Anis Modamani war im September 2015 der berühmteste Flüchtling der Welt. Er machte ein Selfie mit Bundeskanzlerin Angela Merkel. Das Bild ging um die Welt. Die Folgen waren für beide, Merkel und Modamani, gravierend. Der Kanzlerin wurde vorgeworfen, sie lade die Flüchtlinge geradezu ein. Sie geriet in die Defensive.

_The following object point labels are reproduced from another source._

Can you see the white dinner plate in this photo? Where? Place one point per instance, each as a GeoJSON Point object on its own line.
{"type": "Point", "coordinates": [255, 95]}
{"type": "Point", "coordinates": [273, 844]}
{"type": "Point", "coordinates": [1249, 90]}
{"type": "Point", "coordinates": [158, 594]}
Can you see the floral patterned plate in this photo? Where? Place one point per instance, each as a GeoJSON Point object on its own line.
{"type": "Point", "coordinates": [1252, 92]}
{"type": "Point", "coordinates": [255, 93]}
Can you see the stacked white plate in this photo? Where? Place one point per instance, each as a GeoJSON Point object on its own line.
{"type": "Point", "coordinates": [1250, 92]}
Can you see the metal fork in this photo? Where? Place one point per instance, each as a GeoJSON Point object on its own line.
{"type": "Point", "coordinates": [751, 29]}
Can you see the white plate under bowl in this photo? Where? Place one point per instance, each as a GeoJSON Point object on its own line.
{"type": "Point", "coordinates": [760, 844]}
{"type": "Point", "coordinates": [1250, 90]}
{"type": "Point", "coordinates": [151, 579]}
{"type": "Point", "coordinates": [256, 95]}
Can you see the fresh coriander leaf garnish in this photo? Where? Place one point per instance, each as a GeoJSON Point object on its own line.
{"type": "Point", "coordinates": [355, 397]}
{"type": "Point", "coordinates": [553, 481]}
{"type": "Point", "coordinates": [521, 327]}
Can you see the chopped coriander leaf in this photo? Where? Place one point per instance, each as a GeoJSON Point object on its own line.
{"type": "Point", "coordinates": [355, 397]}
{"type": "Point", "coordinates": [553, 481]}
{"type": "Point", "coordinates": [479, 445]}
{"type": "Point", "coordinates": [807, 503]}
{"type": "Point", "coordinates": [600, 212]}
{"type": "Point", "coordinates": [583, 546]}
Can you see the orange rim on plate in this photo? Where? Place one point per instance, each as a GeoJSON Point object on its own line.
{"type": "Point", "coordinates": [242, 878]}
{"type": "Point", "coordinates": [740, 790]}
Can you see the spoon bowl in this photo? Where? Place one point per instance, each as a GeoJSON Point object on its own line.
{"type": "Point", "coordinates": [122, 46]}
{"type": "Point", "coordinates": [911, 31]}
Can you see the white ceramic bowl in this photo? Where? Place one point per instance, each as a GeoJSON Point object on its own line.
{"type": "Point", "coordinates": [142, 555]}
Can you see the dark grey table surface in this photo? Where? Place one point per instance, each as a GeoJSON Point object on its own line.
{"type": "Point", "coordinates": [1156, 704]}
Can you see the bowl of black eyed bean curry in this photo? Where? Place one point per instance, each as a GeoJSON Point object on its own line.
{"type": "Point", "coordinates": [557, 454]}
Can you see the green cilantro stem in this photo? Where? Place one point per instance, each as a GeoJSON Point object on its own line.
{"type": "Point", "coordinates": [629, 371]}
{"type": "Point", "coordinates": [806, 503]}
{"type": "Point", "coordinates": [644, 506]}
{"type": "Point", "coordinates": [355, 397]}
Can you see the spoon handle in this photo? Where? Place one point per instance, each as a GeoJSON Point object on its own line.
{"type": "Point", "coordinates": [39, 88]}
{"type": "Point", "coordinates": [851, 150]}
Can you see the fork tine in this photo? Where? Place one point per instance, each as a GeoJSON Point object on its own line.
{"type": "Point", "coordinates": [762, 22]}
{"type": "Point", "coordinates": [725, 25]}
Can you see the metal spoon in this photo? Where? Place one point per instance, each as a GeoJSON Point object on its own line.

Modamani wird bis heute im Netz als Terrorist diffamiert. Er sei ein Attentäter der Anschläge in Brüssel und auf den Berliner Weihnachtsmarkt, er gehöre zu einer Gruppe Flüchtlinge, die in Berlin einen Obdachlosen angezündet hat. Alles Lüge, sagt Modamani: «Wenn ich Facebook öffne, sehe ich Fotos von mir als Terrorist.»
Bedrohung auch im Alltag
Facebook hat zwar diese gefälschten Bilder von Modamani gelöscht, aber das Landgericht Würzburg hat vor zwei Wochen entscheiden, das Facebook nicht von sich aus neue Bilder dieser Art suchen und löschen muss. Angst hat Modamani inzwischen nicht nur in der virtuellen, sondern auch in der realen Welt: «Das macht mir Angst. Zur Sicherheit gehe ich jetzt immer mit einem Freund auf die Strasse.»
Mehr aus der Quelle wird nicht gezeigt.